An example program that may use different electrode locations for pain management is described in Aarts et al. in “Treatment of ischemic brain damage by perturbing NMDA receptor-PSD-95 protein interactions” (Science 298(5594): 846-50, 2002). According to Aarts et al., “N-methyl-D-aspartate receptors (NMDARs) mediate ischemic brain damage but also mediate essential neuronal excitation. To treat stroke without blocking NMDARs, we transduced neurons with peptides that disrupted the interaction of NMDARs with the postsynaptic density protein PSD-95. This procedure dissociated NMDARs from downstream neurotoxic signaling without blocking synaptic activity or calcium influx. The peptides, when applied either before or 1 hour after an insult, protected cultured neurons from excitotoxicity, reduced focal ischemic brain damage in rats, and improved their neurological function. This approach circumvents the negative consequences associated with blocking NMDARs and may constitute a practical stroke therapy.”

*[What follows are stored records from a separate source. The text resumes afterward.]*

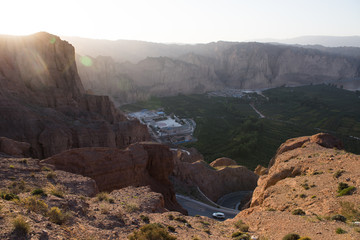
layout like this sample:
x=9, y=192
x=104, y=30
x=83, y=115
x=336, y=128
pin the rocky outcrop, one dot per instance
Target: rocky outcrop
x=214, y=183
x=43, y=102
x=306, y=174
x=223, y=162
x=14, y=148
x=140, y=164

Another program that may be initiated would be a mix of PSD-95 and releasing agent and cranial stimulation. This may enhance dopamine quickly. The PSD-95 may reduce neurotoxicity without blocking helpful synaptic activity. In some embodiments, there may be a time delay between the delivery of a drug stimulus and the delivery of an electrical stimulus. For example, in some embodiments, an injector or other drug delivery device of the local device 100 may release PSD-95 or dopamine at the time of an event, and the local device 100 may begin to deliver an electrical cranial stimulus after some time period has elapsed from injection/administration. This may be implemented by programming in the local device 100 or by programming in a networked device, and may be based on biomedical and sensor data and/or absorption rate calculations. In some embodiments, it may be beneficial to give a PSD-95 and a time released (RA) for some types of traumatic brain injuries. In some embodiments, it may be advantageous to have PSD-95 absorbed by a user to block NMDA before electrical stimulation begins. Other medicines or treatments in combination may be used.

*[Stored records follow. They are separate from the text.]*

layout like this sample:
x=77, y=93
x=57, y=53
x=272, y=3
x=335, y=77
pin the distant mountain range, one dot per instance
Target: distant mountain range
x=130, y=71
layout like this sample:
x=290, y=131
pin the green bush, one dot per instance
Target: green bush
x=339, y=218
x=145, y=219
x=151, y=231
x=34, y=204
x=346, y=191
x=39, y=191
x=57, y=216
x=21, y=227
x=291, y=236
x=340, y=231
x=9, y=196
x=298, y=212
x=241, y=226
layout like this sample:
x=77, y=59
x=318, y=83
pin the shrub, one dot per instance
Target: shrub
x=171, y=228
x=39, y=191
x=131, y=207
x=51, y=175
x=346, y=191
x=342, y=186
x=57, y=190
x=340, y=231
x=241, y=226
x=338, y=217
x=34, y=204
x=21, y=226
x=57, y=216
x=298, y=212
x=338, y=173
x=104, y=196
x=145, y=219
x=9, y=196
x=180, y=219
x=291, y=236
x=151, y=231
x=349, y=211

In some embodiments, one or more of the electrodes used for the delivery of electrical stimulus may also be used to record data from the target (e.g., electroencephalograph (EEG) data or electromyograph (EMG)). The delivery control logic 124 may use this data to adjust the stimulus program delivered to the target. In some embodiments, the recorded data may be stored in the memory 126 and later downloaded from the local device 100 or transmitted to a remote device from the local device 100 (e.g., via a network). A remote device may use the data to instruct the delivery system 114 to change the stimulus program delivered to the target.

FIG. 4 is a block diagram of an embodiment of the remote device 102 of the neuroprotection system 100 of FIG. 1. Although various components of FIG. 3 are indicated by solid lines as being communicatively or otherwise coupled, any one or more components of FIG. 3 may be communicatively or otherwise coupled as suitable to implement the mechanisms described herein. In some embodiments, the remote device 102 may be included in a drone, airborne device, or ground-based or below-ground vehicle or device, for example.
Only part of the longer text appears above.